International Deficits in Fish: Implications for the Future of Fisheries Management
by Nick C. Parker
The import of fish and fishery products (U.S. $8.8 billion in 1987) into the United States in recent years has been exceeded in value only by the import of petroleum products ($16.5 billion in 1987). The value per unit weight of fish and fishery products increased steadily from 1982 to 1988, reflecting the growing demand in world markets. Records from the Food and Agricultural Organization of the United Nations show that the volume of fish and fish products traded among 167 nations w as about 14% greater than the volume produced, indicating multiple exchanges at the wholesale level before final sale to consumers.

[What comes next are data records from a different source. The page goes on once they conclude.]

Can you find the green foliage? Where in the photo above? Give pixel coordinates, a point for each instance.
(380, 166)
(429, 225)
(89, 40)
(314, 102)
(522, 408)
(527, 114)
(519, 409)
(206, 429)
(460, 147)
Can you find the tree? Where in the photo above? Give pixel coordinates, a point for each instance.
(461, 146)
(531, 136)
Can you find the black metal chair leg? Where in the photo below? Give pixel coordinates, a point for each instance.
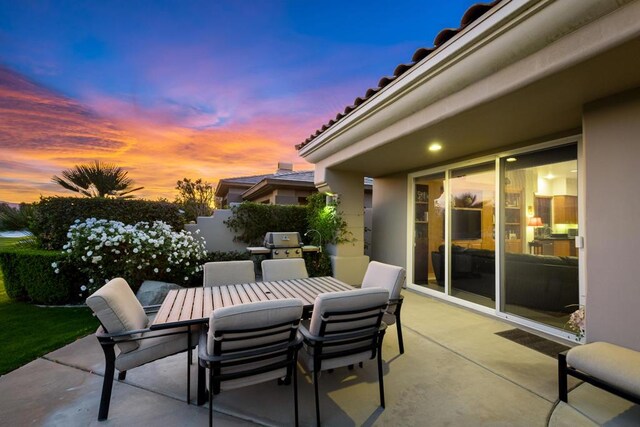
(295, 392)
(315, 387)
(189, 361)
(107, 384)
(399, 329)
(210, 399)
(562, 377)
(380, 376)
(399, 324)
(202, 385)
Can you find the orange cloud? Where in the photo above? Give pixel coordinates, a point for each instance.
(42, 133)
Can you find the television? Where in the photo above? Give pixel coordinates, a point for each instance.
(466, 224)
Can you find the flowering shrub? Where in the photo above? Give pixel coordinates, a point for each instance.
(576, 323)
(105, 249)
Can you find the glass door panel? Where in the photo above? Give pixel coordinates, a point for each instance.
(429, 208)
(540, 218)
(472, 265)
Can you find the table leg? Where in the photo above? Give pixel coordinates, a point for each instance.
(202, 385)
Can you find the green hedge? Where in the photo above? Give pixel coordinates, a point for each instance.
(29, 276)
(251, 221)
(53, 216)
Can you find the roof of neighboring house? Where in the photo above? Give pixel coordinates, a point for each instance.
(473, 12)
(259, 183)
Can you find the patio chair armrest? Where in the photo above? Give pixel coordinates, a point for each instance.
(205, 356)
(151, 308)
(397, 300)
(103, 334)
(313, 339)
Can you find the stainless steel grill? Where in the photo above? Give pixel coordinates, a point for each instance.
(283, 244)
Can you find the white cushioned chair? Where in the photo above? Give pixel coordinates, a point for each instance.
(124, 324)
(251, 343)
(346, 328)
(228, 273)
(284, 269)
(391, 278)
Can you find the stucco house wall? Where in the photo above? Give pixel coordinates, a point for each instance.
(612, 154)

The rapid expansion of the aquaculture industry to produce farm-raised catfish, salmon, shrimp, and other species has been driven by increased demands on finite stocks. The concentration of much of the world's population along seacoasts and inland waterways has resulted in loss of aquatic habitat, environmental degradation, and intense fishing pressure that have decimated many wild stocks. Resource managers and aquaculturists are evaluating both the risks and benefits of using introduced, transgenic, polyploid, hybrid, and reproductively sterile aquatic organisms to provide the fish and fisheries products demanded by world markets for food and recreation. The greatest challenge in fisheries management may be to maintain genetic stocks of native fishes and still provide the recreational fishing opportunities and food fish production demanded by growing world markets.
Reprinted from: Research Highlights - 1989. Texas Tech Department of Range and Wildlife Management 20:36.